A carne bovina brasileira responde por 18% das importações americanas do produto. Com a exclusão, o Brasil mantém o acesso sem tarifa adicional, mas precisa cumprir as cotas da OMC, que limitam o volume isento a 65 mil toneladas por ano. Acima disso, incide a tarifa normal de 26,4%.
O que muda para o exportador brasileiro?
Na prática, quem exporta aeronaves, óleo, café e carne não precisa renegociar contratos nem rever margens. Mas quem trabalha com aço ou alumínio precisa se preparar: a tarifa de 25% reduz a margem líquida em até 8 pontos percentuais, dependendo do produto.

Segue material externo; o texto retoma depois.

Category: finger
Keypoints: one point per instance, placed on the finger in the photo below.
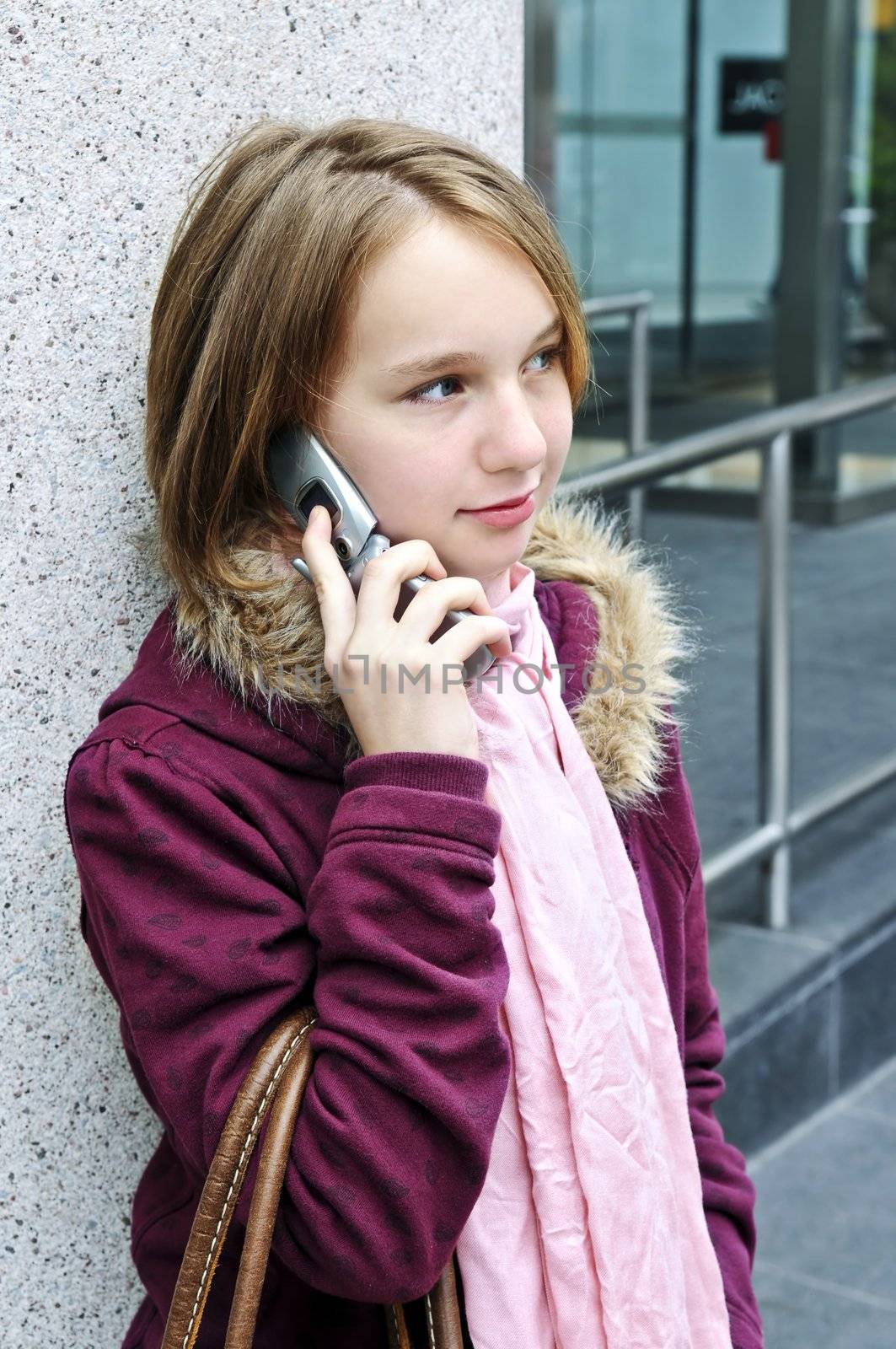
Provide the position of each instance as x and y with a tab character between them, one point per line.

guia de exportação para os EUA
Perguntas Frequentes
Quais produtos estão fora do tarifaço dos EUA?
Aeronaves, óleo bruto, café, carne bovina, fertilizantes, produtos farmacêuticos, semicondutores e minérios de terras raras.
Por que o café foi excluído?
Porque os EUA importam 70% do café que consomem e não produzem o suficiente para abastecer o mercado interno.
O tarifaço atinge o aço brasileiro?
Sim. Aço e alumínio estão na lista de 25%, afetando diretamente as exportações brasileiras.
Aeronaves da Embraer serão taxadas?
Não. Aeronaves comerciais e executivas estão entre as exceções, desde que não sejam militares.
O tarifaço pode ser ampliado?
Sim. Há cláusula de revisão trimestral, podendo incluir novos produtos ou excluir outros.
O que o Brasil fez para evitar o tarifaço?
O Itamaraty enviou nota técnica ao USTR em março de 2026, argumentando que café e carne não competem com produção local.
Como fica o óleo bruto brasileiro?
O óleo bruto está fora do tarifaço, mantendo o acesso sem tarifa adicional para as refinarias americanas.